Sure, Dow 26,616 1/26/2018, and Dow 9/26/2019 26,890. Same level last 20 months; no better than a CD as I have said. You better protect your portfolio or you’ll never make your retirement in California (god knows why). I posted on the Dow thread just the other day. Sorry none of your prognostications have come to pass, brother.
Ha! Dude, that thread started in 2013! Looking at short periods of time is not the way to go. I was told by you and others for a long time in that thread that I would be sorry, that I had been "warned", etc. Just all BS.
Since 2013, I have gone from an investor who was just ahead of the game to one who now no longer even has to work (and I will stop entirely probably in about 3 years).
There are many ways to protect a portfolio.
1) You can go VERY conservative in retirement with lots of bonds and/or CDs (I will not do that).
2) Plan to live very frugally at least initially in retirement so that your stocks have a continued chance to grow a lot before taking bigger disbursements. This is a good idea for a lot of retirees. I will not need to do this.

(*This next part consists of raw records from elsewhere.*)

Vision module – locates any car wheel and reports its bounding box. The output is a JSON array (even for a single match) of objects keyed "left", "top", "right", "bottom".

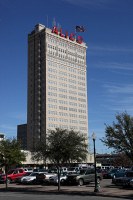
[{"left": 78, "top": 178, "right": 84, "bottom": 186}]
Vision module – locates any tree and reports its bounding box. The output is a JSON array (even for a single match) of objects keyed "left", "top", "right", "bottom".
[
  {"left": 32, "top": 128, "right": 88, "bottom": 191},
  {"left": 47, "top": 128, "right": 88, "bottom": 164},
  {"left": 101, "top": 112, "right": 133, "bottom": 163},
  {"left": 113, "top": 153, "right": 133, "bottom": 167},
  {"left": 31, "top": 138, "right": 47, "bottom": 167},
  {"left": 0, "top": 137, "right": 26, "bottom": 189}
]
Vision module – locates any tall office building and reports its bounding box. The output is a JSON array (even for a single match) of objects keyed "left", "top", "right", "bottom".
[{"left": 27, "top": 24, "right": 88, "bottom": 150}]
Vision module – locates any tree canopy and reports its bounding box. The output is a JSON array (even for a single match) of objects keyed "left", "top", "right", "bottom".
[
  {"left": 32, "top": 128, "right": 88, "bottom": 165},
  {"left": 101, "top": 112, "right": 133, "bottom": 163},
  {"left": 0, "top": 138, "right": 26, "bottom": 168}
]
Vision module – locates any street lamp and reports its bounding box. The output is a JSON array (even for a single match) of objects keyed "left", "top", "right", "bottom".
[{"left": 92, "top": 132, "right": 100, "bottom": 192}]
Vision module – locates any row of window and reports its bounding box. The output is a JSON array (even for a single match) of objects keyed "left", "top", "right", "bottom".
[
  {"left": 48, "top": 117, "right": 86, "bottom": 125},
  {"left": 48, "top": 61, "right": 86, "bottom": 74},
  {"left": 48, "top": 69, "right": 86, "bottom": 81},
  {"left": 47, "top": 56, "right": 86, "bottom": 70},
  {"left": 47, "top": 35, "right": 86, "bottom": 55},
  {"left": 48, "top": 112, "right": 87, "bottom": 119},
  {"left": 48, "top": 87, "right": 86, "bottom": 97},
  {"left": 48, "top": 123, "right": 87, "bottom": 131},
  {"left": 48, "top": 104, "right": 86, "bottom": 113},
  {"left": 48, "top": 50, "right": 85, "bottom": 65}
]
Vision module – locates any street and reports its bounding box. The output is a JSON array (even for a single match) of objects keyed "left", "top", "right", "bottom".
[{"left": 0, "top": 192, "right": 131, "bottom": 200}]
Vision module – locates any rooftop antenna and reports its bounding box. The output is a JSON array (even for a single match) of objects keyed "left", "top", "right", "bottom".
[
  {"left": 46, "top": 15, "right": 49, "bottom": 28},
  {"left": 57, "top": 23, "right": 61, "bottom": 31},
  {"left": 52, "top": 18, "right": 56, "bottom": 27}
]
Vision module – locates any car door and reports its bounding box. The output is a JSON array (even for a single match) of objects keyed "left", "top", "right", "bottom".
[
  {"left": 84, "top": 169, "right": 92, "bottom": 183},
  {"left": 18, "top": 169, "right": 25, "bottom": 178},
  {"left": 11, "top": 169, "right": 19, "bottom": 180}
]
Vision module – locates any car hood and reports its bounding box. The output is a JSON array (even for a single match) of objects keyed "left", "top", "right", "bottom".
[{"left": 22, "top": 176, "right": 36, "bottom": 180}]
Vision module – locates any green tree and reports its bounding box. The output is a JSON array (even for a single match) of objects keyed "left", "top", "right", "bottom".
[
  {"left": 101, "top": 112, "right": 133, "bottom": 163},
  {"left": 32, "top": 128, "right": 88, "bottom": 191},
  {"left": 47, "top": 128, "right": 88, "bottom": 164},
  {"left": 31, "top": 138, "right": 47, "bottom": 167},
  {"left": 0, "top": 138, "right": 26, "bottom": 188}
]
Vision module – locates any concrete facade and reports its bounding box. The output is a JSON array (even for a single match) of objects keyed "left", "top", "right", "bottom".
[{"left": 27, "top": 24, "right": 88, "bottom": 151}]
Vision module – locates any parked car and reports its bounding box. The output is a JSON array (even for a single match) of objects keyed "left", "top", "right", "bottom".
[
  {"left": 112, "top": 169, "right": 127, "bottom": 183},
  {"left": 36, "top": 171, "right": 57, "bottom": 184},
  {"left": 104, "top": 168, "right": 119, "bottom": 179},
  {"left": 65, "top": 168, "right": 103, "bottom": 186},
  {"left": 23, "top": 168, "right": 33, "bottom": 172},
  {"left": 33, "top": 168, "right": 48, "bottom": 173},
  {"left": 130, "top": 178, "right": 133, "bottom": 187},
  {"left": 21, "top": 172, "right": 45, "bottom": 184},
  {"left": 49, "top": 172, "right": 68, "bottom": 185},
  {"left": 16, "top": 172, "right": 32, "bottom": 183},
  {"left": 99, "top": 169, "right": 109, "bottom": 179},
  {"left": 0, "top": 168, "right": 27, "bottom": 183},
  {"left": 113, "top": 170, "right": 133, "bottom": 187},
  {"left": 67, "top": 167, "right": 80, "bottom": 174}
]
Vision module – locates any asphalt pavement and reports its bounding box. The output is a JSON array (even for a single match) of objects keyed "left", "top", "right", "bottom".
[{"left": 0, "top": 179, "right": 133, "bottom": 199}]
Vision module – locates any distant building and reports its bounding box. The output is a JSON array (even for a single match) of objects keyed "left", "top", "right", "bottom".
[
  {"left": 96, "top": 153, "right": 118, "bottom": 168},
  {"left": 0, "top": 133, "right": 5, "bottom": 141},
  {"left": 17, "top": 124, "right": 27, "bottom": 150}
]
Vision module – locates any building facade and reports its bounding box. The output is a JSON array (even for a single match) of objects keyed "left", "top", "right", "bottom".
[
  {"left": 27, "top": 24, "right": 88, "bottom": 150},
  {"left": 17, "top": 124, "right": 27, "bottom": 150}
]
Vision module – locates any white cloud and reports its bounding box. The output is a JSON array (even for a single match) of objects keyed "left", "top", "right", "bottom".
[
  {"left": 89, "top": 61, "right": 133, "bottom": 71},
  {"left": 89, "top": 45, "right": 133, "bottom": 53},
  {"left": 101, "top": 83, "right": 133, "bottom": 114},
  {"left": 103, "top": 84, "right": 133, "bottom": 94}
]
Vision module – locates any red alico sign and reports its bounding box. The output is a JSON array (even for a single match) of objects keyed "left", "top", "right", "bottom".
[{"left": 52, "top": 26, "right": 83, "bottom": 44}]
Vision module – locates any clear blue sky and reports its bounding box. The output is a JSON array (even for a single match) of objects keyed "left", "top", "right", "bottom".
[{"left": 0, "top": 0, "right": 133, "bottom": 154}]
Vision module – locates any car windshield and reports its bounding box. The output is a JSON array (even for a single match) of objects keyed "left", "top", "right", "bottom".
[
  {"left": 7, "top": 170, "right": 15, "bottom": 175},
  {"left": 29, "top": 172, "right": 38, "bottom": 176},
  {"left": 78, "top": 169, "right": 86, "bottom": 175}
]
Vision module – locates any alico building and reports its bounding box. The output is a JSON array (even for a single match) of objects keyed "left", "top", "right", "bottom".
[{"left": 27, "top": 24, "right": 88, "bottom": 150}]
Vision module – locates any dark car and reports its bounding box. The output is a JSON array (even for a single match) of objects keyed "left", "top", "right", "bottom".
[
  {"left": 104, "top": 168, "right": 119, "bottom": 179},
  {"left": 65, "top": 168, "right": 103, "bottom": 186},
  {"left": 112, "top": 169, "right": 127, "bottom": 183},
  {"left": 113, "top": 170, "right": 133, "bottom": 187}
]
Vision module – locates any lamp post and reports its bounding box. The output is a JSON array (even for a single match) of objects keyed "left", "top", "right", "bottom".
[{"left": 92, "top": 132, "right": 100, "bottom": 192}]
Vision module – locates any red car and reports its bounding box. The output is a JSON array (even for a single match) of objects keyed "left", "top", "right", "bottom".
[{"left": 0, "top": 168, "right": 27, "bottom": 183}]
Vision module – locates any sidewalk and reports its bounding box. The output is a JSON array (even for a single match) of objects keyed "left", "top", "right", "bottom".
[{"left": 0, "top": 183, "right": 133, "bottom": 199}]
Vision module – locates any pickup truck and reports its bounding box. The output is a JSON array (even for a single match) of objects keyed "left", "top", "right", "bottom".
[{"left": 65, "top": 168, "right": 103, "bottom": 186}]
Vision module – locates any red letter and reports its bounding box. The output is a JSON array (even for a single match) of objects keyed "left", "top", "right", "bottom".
[
  {"left": 52, "top": 26, "right": 58, "bottom": 35},
  {"left": 77, "top": 36, "right": 83, "bottom": 44},
  {"left": 65, "top": 31, "right": 68, "bottom": 38},
  {"left": 60, "top": 28, "right": 65, "bottom": 37},
  {"left": 69, "top": 33, "right": 75, "bottom": 41}
]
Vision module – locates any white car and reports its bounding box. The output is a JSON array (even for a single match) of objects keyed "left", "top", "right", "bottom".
[
  {"left": 49, "top": 173, "right": 67, "bottom": 184},
  {"left": 67, "top": 167, "right": 79, "bottom": 174},
  {"left": 130, "top": 178, "right": 133, "bottom": 187},
  {"left": 21, "top": 172, "right": 44, "bottom": 184},
  {"left": 24, "top": 168, "right": 33, "bottom": 172}
]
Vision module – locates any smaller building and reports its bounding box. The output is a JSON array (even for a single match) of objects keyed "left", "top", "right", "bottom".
[
  {"left": 17, "top": 124, "right": 27, "bottom": 150},
  {"left": 0, "top": 133, "right": 5, "bottom": 141}
]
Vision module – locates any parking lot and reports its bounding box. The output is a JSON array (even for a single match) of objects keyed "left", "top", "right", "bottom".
[{"left": 0, "top": 179, "right": 133, "bottom": 199}]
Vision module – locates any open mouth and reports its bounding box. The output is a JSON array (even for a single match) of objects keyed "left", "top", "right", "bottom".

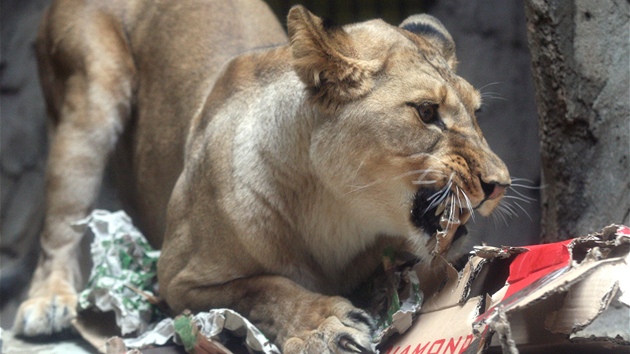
[{"left": 411, "top": 188, "right": 473, "bottom": 255}]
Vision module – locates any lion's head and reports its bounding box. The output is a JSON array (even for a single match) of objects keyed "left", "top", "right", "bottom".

3) Keep investments in stocks, but have 3 YEARS minimum of expenses saved liquid (this CAN be CDs, or just cash, or some other no-risk place to keep money that you can get at immediately). I will probably keep this money in a Money Market Account with some overflow (meaning above the 3 years) in cash, never allowing the total to drop below 3 years. You use this 3 years emergency fund IF the market crashes. Then you stop taking from your stocks and use the emergency fund AND social security money to get your through the time for the stocks to come back. Once they do (and they will), you start taking from the stocks again and slowly rebuild the emergency fund.
Anyway, I have enough to retire easily in California. I can buy a house outright in the area I want to live and then just on our retirement income alone, have more income than we have now while working, and then when we are 62, we can take social security too if we want to...have not decided yet if we will then or wait until later to take it.